Yes, AI can basically do all of the homework. I had Claude create this chart using data from the Llama 3.1 launch paper

As of eight months ago, a representative survey in the US found that 82% of undergraduates and 72% of K12 students had used AI for school. That is extraordinarily rapid adoption. Of the students using AI, 56% used it for help with writing assignments, and 45% for completing other types of schoolwork. The survey found many positive uses of AI as well, which we will return to, but, for now, let’s focus on the question of AI assistance on homework. Students don’t always see getting AI help as cheating (they are simply getting answers to some tricky problem or a challenging part of an essay), but many teachers do.

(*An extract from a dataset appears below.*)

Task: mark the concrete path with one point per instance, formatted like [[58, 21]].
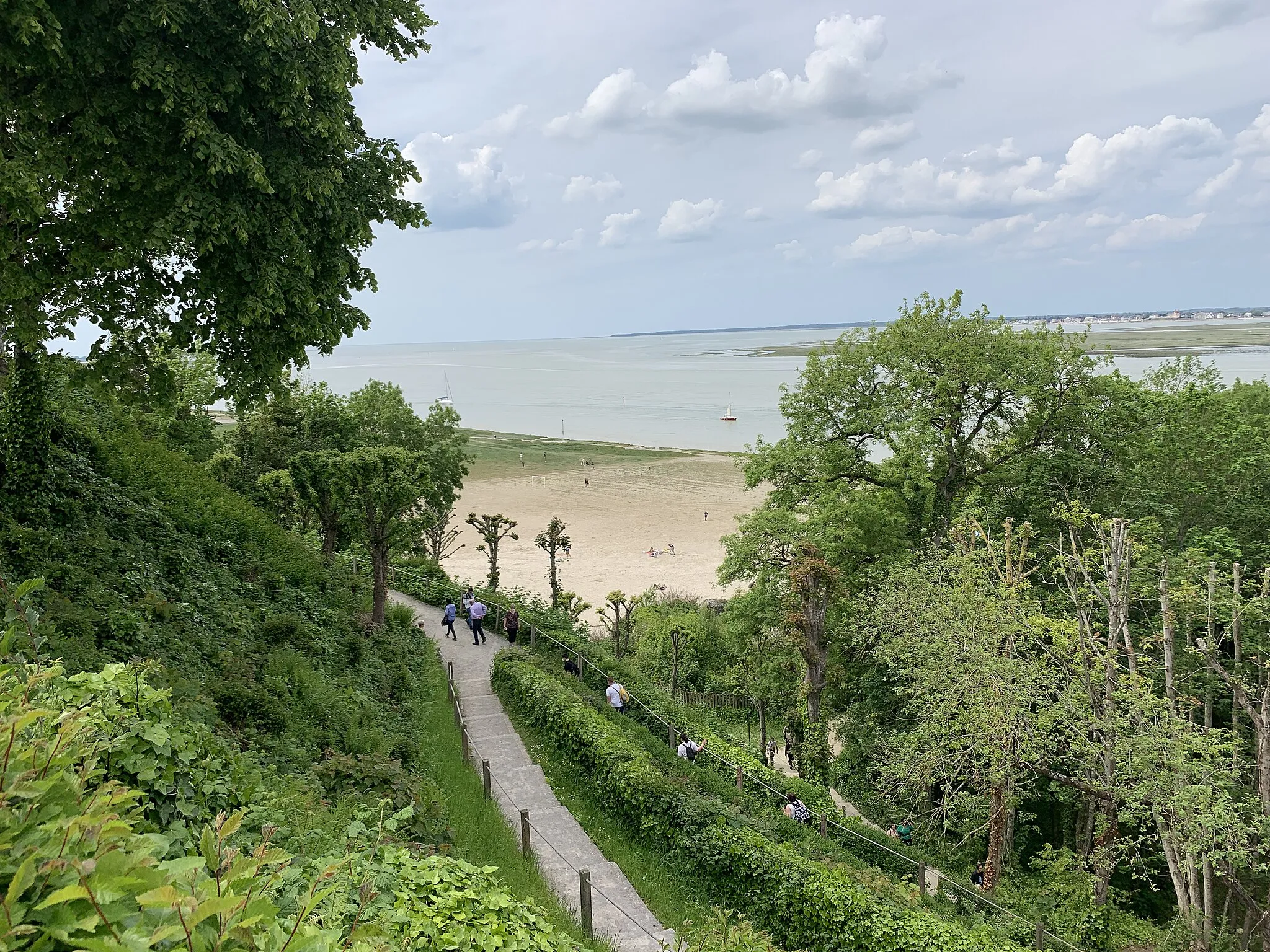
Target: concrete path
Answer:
[[559, 843]]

To be clear, AI is not the root cause of cheating. Cheating happens because schoolwork is hard and high stakes. And schoolwork is hard and high stakes because learning is not always fun and forms of extrinsic motivation, like grades, are often required to get people to learn. People are exquisitely good at figuring out ways to avoid things they don’t like to do, and, as a major new analysis shows, most people don’t like mental effort. So, they delegate some of that effort to the AI. In general, I am in favor of delegating tasks to AI (the subject of my new class on MasterClass), but education is different - the effort is the point.

As mental tasks get harder, we tend to feel worse, according to this new paper.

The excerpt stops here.